Omaha to Oakland, the storied summer of the Gelof family
Omaha to Oakland - The storied boys of summer cross country baseball sojourn of Jake and Zack Gelof was highlighted by a trip to Omaha for the College World Series, where Jake played third base for UVA, then was later drafted No. 60 by the Los Angeles Dodgers. Then a few weeks later, older brother Zack got called up from the triple-A Las Vegas Aviators to start a weekend series at second base for the Oakland Athletics versus the Minnesota Twins. ”I know Adam and Kelly drove to Omaha and brought the dog,” said former Cape athletic director Bob Cilento, who was at the World Series with wife Barbara because their son Bill is the associate head coach for Wake Forest’s Demon Deacons. Saturday morning, my friend Lynn DeCourcey, who lives in the Glade, asked me if I had watched Zack’s opener Friday night against the Twins – she knew every highlight. I told her, “I sure did!” (except I didn’t), but I watched Sunday's game on ESPN stream. Locally connected muppets of Sesame Street by the Sea are all over this story. An appropriate song may be “Hit em with your screenshot!” Zack went 4-for-12 over the weekend series with a double and triple, and two singles. Zack was on deck with the tying run on second in the bottom of the ninth with the A’s trailing 5-4. I just knew if he got to the plate, “destiny’s child’ was going yard for the game winner and weekend cycle. But alas, my tripping begins and ends at the corner of my couch.

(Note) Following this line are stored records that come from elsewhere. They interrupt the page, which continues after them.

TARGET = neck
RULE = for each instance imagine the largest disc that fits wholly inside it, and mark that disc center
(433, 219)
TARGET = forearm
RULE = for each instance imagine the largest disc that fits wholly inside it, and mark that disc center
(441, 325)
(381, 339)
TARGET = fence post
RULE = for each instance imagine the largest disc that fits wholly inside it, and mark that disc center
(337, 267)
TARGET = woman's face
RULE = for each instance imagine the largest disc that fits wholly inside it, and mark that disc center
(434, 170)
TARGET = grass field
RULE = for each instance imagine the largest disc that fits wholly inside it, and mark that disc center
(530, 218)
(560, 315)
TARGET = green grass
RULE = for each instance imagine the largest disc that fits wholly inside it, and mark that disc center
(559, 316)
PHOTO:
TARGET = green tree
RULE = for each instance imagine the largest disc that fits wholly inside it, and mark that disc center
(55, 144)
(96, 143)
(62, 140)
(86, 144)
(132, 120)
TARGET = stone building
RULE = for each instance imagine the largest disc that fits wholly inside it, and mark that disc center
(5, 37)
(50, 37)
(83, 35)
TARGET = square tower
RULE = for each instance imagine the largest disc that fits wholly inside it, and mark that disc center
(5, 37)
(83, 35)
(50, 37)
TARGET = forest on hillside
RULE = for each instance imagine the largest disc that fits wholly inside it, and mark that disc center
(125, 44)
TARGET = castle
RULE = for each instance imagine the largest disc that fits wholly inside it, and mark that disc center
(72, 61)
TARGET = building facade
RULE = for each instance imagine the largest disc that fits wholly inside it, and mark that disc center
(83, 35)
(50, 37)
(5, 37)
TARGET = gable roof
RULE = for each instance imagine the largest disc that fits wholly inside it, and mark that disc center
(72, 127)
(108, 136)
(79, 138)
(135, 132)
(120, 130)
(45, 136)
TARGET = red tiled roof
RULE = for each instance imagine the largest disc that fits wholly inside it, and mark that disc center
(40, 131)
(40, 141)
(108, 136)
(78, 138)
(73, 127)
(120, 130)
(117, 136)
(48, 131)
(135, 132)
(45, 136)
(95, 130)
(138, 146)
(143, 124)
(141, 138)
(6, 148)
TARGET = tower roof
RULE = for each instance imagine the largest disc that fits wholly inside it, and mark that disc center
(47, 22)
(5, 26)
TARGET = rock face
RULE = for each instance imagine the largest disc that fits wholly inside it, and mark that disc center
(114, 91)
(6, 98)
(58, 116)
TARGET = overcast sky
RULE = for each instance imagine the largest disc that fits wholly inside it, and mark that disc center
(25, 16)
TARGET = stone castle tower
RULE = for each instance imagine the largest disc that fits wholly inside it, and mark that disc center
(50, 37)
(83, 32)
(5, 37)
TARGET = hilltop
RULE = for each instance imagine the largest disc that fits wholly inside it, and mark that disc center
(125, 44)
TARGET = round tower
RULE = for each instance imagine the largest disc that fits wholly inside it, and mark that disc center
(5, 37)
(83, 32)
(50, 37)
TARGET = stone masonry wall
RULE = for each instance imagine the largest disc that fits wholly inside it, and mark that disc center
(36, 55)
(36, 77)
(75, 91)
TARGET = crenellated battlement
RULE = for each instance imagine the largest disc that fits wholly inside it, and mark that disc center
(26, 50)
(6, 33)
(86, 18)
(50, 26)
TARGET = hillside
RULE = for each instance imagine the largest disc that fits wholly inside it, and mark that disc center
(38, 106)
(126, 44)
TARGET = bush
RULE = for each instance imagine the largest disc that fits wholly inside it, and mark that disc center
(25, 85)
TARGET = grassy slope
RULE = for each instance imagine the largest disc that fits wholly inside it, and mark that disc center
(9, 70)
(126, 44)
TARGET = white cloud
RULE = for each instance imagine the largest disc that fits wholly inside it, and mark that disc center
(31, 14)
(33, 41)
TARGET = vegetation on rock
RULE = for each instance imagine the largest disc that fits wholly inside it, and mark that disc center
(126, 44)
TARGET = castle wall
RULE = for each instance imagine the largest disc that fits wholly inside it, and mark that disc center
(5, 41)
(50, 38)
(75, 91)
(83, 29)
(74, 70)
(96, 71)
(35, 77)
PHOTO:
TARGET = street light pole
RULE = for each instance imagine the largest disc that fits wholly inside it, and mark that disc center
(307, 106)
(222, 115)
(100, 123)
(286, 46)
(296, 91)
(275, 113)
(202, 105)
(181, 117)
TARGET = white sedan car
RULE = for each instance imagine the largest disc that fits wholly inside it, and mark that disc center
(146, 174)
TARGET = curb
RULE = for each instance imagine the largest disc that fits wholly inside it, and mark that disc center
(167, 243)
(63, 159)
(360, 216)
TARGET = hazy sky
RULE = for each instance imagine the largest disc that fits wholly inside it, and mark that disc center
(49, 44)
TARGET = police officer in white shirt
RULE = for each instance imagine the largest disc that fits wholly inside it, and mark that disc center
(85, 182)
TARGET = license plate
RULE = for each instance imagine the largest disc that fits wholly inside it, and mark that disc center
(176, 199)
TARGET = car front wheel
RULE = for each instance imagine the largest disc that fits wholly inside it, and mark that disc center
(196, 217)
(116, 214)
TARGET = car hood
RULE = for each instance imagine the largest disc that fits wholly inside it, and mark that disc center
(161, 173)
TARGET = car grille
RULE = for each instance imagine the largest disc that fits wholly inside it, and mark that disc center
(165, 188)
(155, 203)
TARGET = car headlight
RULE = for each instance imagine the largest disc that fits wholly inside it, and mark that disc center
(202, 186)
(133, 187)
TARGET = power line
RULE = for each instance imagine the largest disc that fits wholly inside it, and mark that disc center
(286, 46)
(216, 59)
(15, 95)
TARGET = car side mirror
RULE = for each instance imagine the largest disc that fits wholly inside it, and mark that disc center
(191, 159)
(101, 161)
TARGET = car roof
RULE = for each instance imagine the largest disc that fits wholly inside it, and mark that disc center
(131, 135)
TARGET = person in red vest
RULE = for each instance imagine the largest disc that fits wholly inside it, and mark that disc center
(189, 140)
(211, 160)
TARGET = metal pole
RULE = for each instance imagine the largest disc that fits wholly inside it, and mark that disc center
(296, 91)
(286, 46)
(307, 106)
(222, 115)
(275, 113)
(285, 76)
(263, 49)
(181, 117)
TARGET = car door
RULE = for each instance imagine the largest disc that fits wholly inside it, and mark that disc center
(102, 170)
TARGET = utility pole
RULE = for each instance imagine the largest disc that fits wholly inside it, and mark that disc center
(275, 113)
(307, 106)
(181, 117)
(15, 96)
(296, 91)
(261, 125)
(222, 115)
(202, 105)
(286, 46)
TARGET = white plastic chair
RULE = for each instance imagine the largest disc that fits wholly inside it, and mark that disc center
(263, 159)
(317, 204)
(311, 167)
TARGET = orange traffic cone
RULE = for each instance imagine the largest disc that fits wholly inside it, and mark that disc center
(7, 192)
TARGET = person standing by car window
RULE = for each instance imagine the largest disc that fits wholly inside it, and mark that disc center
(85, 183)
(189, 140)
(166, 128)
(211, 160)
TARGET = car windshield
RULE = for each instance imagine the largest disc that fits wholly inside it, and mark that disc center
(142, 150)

Summer seabreeze - Tom Fitzpatrick is a downtown Dewey guy “talking ‘bout my generation,” in his 70s like me, runs a lot of 5K races; he is a back-of-the-packer. I always wait for the long-gone peloton to amble by my camera. They always say, “Thanks for being out here in this weather,” and I think, “If there’s no weather, I’m an astronaut.” Saturday morning, there was no sea breeze, bay breeze, land breeze or summer breeze to make you feel fine. I took Tom’s photo and he said, “I didn't run today. I'm just walking to the finish line to grab a beer and do some socializing.” With age comes wisdom, but it takes a lot of miles to get there.
Epically too long - The Wimbledon final with Carlos Alcaraz, 20, beating Novak Djokovic, 37, took four hours and 42 minutes to play. There was one game that lasted 27 minutes. “A final for the ages,” the Sporting News reported, yet attention deficit ranks right up there with climate change as a topic we didn’t see coming 30 years ago when we weren’t paying attention. I remember this every time I have gone to a microphone: “You have a maximum of 10 minutes, even if you're interesting, inspiring, irreverent, witty and wisecracking wonderful, then you have to get off.” And the audience will never suggest you return to talk a little longer. Just too long a match – and that’s coming from a sportswriter who will wait 70 minutes for someone to finish running a 5K.
Snippets - Cape will be running two field hockey camps at Champions Stadium in the upcoming weeks, one for high school-aged players 9 a.m. to 3 p.m., Monday to Thursday, July 24 to 27, and an elementary and middle school camp from 9 a.m. to 1 p.m., Monday to Thursday, July 31 to Aug. 3. The question with little people is when encouragement crosses the line to pushing too hard. Cape football is participating in a 7-on-7 league (passing, obviously no tackling) at Milford on Mondays at dinnertime, or more appropriately, “no-dinner time.” What’s the deal with showing up for the signing photos, then not showing up for the sport? I’m not going to chase those stories, but I wouldn’t mind hearing them. The 26th Bill Degnan Faith in Human Spirit 5K run was held Sunday morning under dark and rumbling skies on Cape’s campus. Race Director Tim Bamforth talked about the great person and coach that was Bill Degnan. Bill’s sister Kathy Leonard was there; if you subtracted 26 years from the ages of every runner, most had no knowledge of Bill. But his own faith in the human spirit was unmatched as a teacher and coach. I remember when Bill became an administrator at Woodbridge; he showed up at a track meet in a suit. I said, “Did Slacks and Jacks have a going-out-of-business sale?” Bill laughed, then said, “Not for me, boy,” and went back to the classroom. Go on now, git!